Under the Tories it would be "crystal clear that protecting the public takes precedence over the privacy of criminals".

Mr Grieve also pledged to rewrite the "one-sided" extradition laws in the wake of the Gary McKinnon case.

And he committed the Conservatives to building more prison places to address overcrowding.

"Given the state of the public finances we will look at every option:
sale of the older estate to build new prisons.

"Alternate sites that can be adapted. And the extension of existing prisons."

The plans to name criminals were dismissed by Justice Secretary Jack Straw as a "deeply confused populist announcement" which ignored that fact the police already had such powers.

"This is yet another piece of policy hastily cobbled together by the Tories," Mr Straw said.

"The outcomes of court cases are already on the public record. Courts are open so that justice can be seen to be done. Police are able to use this information to inform the public, and regularly make announcements about wanted criminals.

"This is a deeply confused populist announcement which, like so many Conservative policies this week, falls apart the moment it is subjected to scrutiny.

"Even Conservative supporters now accept that Tory policy on the Human Rights Act is flawed and impractical. I am surprised that Dominic Grieve has allowed his name to be used alongside this poorly-researched piece of work.

"It seems that he feels under such pressure from hard line right-wingers that he has abandoned his previously principled position in a vain effort to appear 'tough'. It has failed."

Shami Chakrabarti, director of Liberty, said: "As the Conservatives well know, there is nothing in the Human Rights Act that prevents Crimewatch being aired or the identification of dangerous offenders at large.

"It is a thoroughly good idea to provide reassuring guidance for the police service but a thoroughly bad idea to perpetuate dangerous myths about the law to grab headlines at a party political conference."

Home Secretary Alan Johnson hit out at Mr Grayling's speech, saying he had "chosen to insult" police officers by suggesting they shirked difficult tasks.

"The Conservatives had the opportunity to change their party's commitment to water down the police's powers to use DNA evidence to catch the most violent offenders," Mr Johnson said.

"They didn't take it. Instead, we got more chaos and confusion.

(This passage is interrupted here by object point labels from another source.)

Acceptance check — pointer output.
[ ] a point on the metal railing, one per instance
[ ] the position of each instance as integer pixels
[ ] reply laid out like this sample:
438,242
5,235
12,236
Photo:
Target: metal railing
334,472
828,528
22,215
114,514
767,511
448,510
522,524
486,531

"Grayling announced he would have new taxes on alcohol just months after the shadow cabinet voted against increased taxes on alcohol

"Already, Ken Clarke has dismissed these plans as 'a new puritan age' and called on politicians like Grayling who advocate them to have a 'slightly more robust approach to life'."

Mr Johnson added: "Our points-based system gives us an unprecedented level of control over migration.

"It is a more effective system than the arbitrary cap, allowing us to raise and lower the bar in response to changes in Britain's economy and workforce.

"By contrast it is quite possible that the Gurkhas would not have been able to come to the UK under the Tories' cap.

"We simply don't know because Chris Grayling refuses to say what the cap will be."

Juliet Lyon, director of the Prison Reform Trust, said: "Dreary promises to build yet more prison places make no sense when scarce public money could be used to fund sensible Tory plans for early crime prevention, residential rehabilitation for addicts and second chance employment for former offenders, all of which would reduce prison overcrowding at a stroke".

Hizb ut-Tahrir spokesman Taji Mustafa said: "Chris Grayling's barefaced lies that Hizb ut-Tahrir promotes hatred and violence are another desperate attempt to boost Conservatives' poll ratings.

"His statement has no basis in fact, was comprehensively rebutted when first uttered by David Cameron and is the latest addition to their other anti-Muslim policies.

"Despite our challenge to a public debate, Cameron has not had the courage to respond."

Mr Mustafa described Hizb ut-Tahrir as an Islamic political party with "over 50 years of non-violent political activism to end tyranny and dictatorship in the Muslim world".